The Supreme Court announced Tuesday that it will decide whether a Mexican family can sue a Border Patrol agent for the 2010 cross-border shooting death of Sergio Adrian Hernandez Guereca.
Hernandez, a 15-year-old Mexican national, was on Mexican soil when Border Patrol agent Jesus Mesa shot and killed him while standing in the U.S. The justices will decide whether the Hernandez family can sue Mesa in an American court.
“When agents of the United States government violate fundamental rights of Mexican nationals and others within Mexico’s jurisdiction, it is a priority to Mexico to see that the United States has provided adequate means to hold the agents accountable and to compensate the victims,” the Mexican government told the high court in legal briefs.
Lawyers for Hernandez’s family say he and several friends were playing a game in the border culvert separating El Paso, Texas from Ciudad Juarez at the time of the shooting. The Department of Justice counters that the shooting happened as Mesa intercepted a group of smugglers attempting to enter the U.S. illegally, who then hurled rocks at him. Cellphone video contests the government’s version of events.
Federal prosecutors declined to bring charges against Mesa, after investigators reviewed the shooting as a possible homicide. Hernandez’s death was also investigated for civil rights violations. Mexico asked the federal government to extradite Mesa, but the Obama administration refused.
The case first reached the Supreme Court in 2017, but the justices punted and sent the dispute back to the 5th U.S. Circuit Court of Appeals for further review.
The 5th Circuit found against the Hernandez family the second time around, stressing that Congress has not authorized the kind of lawsuit the family is bringing. The Supreme Court said in a 1971 decision called Bivens v. Six Unknown Named Agents that individuals can sue federal officials for a violation of constitutional rights even without express authorization from Congress. The Hernandez family wants to sue Mesa under the Bivens decision.
More recently, however, the Supreme Court has said expanding Bivens to new areas is a “disfavored judicial activity,” so the 5th Circuit said the Hernandez lawsuit cannot move forward on that basis.
“Extending Bivens would interfere with the political branches’ oversight of national security and foreign affairs,” Judge Edith Jones wrote. “It would flout Congress’s consistent and explicit refusals to provide damage remedies for aliens injured abroad. And it would create a remedy with uncertain limits.”
On the other hand, the 9th U.S. Circuit Court of Appeals allowed a Mexican national named Araceli Rodriguez to bring a Bivens suit against a Border Patrol agent who shot and killed her son in 2012. As with the Hernandez case, the agent discharged his weapon from the United States while the deceased was in Mexico. The Supreme Court often hears cases in which multiple courts disagree about the same question of law.
The Trump administration urged the justices to take the case and rule against the Hernandez family.

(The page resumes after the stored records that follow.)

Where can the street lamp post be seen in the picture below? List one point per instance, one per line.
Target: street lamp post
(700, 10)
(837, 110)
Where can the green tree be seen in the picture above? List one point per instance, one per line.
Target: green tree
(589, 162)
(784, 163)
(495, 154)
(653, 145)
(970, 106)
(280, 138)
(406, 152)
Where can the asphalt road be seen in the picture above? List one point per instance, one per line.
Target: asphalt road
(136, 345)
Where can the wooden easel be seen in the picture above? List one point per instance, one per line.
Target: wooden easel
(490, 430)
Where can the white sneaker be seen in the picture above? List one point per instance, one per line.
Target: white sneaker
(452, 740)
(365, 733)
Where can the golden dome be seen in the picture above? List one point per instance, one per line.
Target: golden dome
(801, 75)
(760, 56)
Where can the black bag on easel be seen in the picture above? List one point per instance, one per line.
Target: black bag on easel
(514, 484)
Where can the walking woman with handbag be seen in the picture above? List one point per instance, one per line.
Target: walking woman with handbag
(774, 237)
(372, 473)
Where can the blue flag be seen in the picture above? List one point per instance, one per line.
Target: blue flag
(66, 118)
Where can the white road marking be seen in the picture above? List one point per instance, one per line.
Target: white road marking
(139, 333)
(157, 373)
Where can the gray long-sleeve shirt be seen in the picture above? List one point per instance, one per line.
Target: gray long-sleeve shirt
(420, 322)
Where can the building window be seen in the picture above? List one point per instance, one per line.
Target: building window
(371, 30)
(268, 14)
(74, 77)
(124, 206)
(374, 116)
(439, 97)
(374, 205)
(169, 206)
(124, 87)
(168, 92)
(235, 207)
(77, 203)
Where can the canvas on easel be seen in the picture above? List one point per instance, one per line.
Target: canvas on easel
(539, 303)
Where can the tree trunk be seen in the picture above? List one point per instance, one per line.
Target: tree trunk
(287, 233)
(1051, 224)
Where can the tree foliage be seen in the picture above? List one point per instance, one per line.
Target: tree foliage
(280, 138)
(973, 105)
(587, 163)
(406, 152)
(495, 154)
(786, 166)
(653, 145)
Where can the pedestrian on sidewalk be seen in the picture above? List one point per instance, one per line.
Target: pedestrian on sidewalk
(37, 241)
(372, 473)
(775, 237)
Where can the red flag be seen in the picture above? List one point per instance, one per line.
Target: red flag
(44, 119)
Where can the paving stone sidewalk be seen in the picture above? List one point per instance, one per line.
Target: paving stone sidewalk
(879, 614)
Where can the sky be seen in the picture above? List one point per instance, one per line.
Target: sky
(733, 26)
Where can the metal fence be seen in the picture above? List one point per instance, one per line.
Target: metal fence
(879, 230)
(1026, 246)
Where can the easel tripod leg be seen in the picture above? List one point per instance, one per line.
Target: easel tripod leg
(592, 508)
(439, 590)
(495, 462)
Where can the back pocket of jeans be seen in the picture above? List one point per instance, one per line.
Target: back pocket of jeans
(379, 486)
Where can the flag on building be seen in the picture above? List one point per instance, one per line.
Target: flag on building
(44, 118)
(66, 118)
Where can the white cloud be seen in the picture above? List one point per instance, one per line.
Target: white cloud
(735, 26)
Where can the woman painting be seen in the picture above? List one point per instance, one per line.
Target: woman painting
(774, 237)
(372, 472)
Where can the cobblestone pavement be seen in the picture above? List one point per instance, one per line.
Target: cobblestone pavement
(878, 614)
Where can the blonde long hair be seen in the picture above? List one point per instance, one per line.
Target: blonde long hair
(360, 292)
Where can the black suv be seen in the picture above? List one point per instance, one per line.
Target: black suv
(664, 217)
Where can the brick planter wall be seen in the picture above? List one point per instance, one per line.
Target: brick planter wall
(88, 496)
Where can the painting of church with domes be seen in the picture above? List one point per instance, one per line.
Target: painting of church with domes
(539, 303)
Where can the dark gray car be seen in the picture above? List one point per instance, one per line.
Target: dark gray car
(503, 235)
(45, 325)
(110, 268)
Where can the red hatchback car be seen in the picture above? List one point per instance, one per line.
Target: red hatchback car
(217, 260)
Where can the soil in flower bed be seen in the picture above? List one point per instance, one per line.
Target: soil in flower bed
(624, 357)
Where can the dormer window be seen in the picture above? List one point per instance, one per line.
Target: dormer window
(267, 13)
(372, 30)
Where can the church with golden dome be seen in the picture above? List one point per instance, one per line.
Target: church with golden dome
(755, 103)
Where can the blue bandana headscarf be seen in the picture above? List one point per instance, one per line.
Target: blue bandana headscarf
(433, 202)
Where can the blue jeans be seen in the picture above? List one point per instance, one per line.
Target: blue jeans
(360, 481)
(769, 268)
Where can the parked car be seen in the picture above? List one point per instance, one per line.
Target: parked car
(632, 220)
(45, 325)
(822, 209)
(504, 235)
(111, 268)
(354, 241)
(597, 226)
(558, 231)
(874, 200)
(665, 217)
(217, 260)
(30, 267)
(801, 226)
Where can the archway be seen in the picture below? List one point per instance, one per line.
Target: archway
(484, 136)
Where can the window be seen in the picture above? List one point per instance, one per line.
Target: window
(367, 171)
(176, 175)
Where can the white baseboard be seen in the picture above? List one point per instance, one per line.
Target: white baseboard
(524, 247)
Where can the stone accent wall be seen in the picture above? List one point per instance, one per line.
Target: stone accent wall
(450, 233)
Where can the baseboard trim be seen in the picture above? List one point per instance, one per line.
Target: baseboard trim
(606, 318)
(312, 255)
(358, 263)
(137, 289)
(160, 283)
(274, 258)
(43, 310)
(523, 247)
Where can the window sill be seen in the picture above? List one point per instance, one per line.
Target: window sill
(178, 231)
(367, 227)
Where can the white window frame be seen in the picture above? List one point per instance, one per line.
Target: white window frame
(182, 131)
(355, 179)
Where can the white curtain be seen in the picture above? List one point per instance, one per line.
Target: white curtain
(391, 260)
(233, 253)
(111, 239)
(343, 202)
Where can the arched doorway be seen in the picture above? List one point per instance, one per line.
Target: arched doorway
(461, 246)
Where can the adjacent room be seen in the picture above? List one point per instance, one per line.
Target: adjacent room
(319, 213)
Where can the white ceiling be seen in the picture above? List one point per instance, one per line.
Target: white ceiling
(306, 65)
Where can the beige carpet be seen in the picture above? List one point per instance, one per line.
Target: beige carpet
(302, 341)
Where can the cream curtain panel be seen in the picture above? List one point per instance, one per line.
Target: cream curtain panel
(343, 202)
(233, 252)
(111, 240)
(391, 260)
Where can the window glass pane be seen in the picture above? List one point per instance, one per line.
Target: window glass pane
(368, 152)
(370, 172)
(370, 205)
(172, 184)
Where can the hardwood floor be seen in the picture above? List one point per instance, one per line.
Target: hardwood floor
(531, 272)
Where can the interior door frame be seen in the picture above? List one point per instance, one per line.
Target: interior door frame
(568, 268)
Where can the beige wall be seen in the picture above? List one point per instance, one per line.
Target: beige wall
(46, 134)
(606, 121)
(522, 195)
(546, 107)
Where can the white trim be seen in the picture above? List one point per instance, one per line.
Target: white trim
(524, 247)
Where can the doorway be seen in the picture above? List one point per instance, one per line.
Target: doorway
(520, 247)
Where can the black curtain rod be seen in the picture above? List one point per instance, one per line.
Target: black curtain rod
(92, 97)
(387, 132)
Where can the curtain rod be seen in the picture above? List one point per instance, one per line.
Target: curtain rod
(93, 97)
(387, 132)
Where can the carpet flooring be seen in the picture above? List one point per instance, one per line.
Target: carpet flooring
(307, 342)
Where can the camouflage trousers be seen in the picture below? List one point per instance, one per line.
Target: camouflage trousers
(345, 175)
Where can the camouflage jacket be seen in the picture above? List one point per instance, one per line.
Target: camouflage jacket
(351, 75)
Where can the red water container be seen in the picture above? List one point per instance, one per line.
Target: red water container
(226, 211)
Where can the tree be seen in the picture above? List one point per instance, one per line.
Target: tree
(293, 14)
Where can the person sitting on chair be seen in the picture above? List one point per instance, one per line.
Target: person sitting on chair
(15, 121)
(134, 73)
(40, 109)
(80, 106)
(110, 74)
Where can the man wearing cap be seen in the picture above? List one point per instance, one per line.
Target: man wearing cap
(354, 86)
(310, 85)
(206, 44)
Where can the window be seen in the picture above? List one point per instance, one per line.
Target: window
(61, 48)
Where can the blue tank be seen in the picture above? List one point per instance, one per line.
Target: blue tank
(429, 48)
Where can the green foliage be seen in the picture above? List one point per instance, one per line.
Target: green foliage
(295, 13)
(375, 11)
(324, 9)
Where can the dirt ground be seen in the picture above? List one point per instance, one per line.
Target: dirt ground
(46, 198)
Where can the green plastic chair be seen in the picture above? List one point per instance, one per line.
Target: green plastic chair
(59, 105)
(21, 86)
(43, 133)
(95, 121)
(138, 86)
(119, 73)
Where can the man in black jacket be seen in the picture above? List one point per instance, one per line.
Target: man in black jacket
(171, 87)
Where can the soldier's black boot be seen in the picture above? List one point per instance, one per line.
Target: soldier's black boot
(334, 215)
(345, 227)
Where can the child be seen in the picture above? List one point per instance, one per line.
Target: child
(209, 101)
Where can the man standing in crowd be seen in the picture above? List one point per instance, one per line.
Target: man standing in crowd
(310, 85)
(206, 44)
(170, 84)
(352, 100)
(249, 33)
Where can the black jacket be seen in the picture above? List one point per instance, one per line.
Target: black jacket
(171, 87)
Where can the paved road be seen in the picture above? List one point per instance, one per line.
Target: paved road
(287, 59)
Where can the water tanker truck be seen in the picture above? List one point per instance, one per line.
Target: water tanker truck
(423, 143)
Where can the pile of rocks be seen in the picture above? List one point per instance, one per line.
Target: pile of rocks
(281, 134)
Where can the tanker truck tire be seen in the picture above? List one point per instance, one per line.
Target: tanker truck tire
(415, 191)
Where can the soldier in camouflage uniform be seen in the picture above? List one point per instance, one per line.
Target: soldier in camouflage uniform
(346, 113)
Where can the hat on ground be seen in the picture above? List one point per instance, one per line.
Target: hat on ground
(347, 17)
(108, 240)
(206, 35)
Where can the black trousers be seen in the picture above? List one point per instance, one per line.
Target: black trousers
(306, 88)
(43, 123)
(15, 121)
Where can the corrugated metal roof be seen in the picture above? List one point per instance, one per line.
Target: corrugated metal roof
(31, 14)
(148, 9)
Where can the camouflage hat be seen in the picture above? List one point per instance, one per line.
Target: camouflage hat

“Imposing damages liability on individual agents carrying out that important national security function could undermine the Border Patrol’s ability to perform duties essential to national security by increasing the likelihood that Border Patrol agents will hesitate in making split second decisions,” Solicitor General Noel Francisco wrote in court filings.
Elsewhere in legal briefs, the administration said that a finding for Hernandez would inject the courts into sensitive matters of diplomacy and national security, noting that there is an ongoing “dialogue” between the American and Mexican governments about cross-border shootings.
The case is No. 17-1678 Hernandez v. Mesa.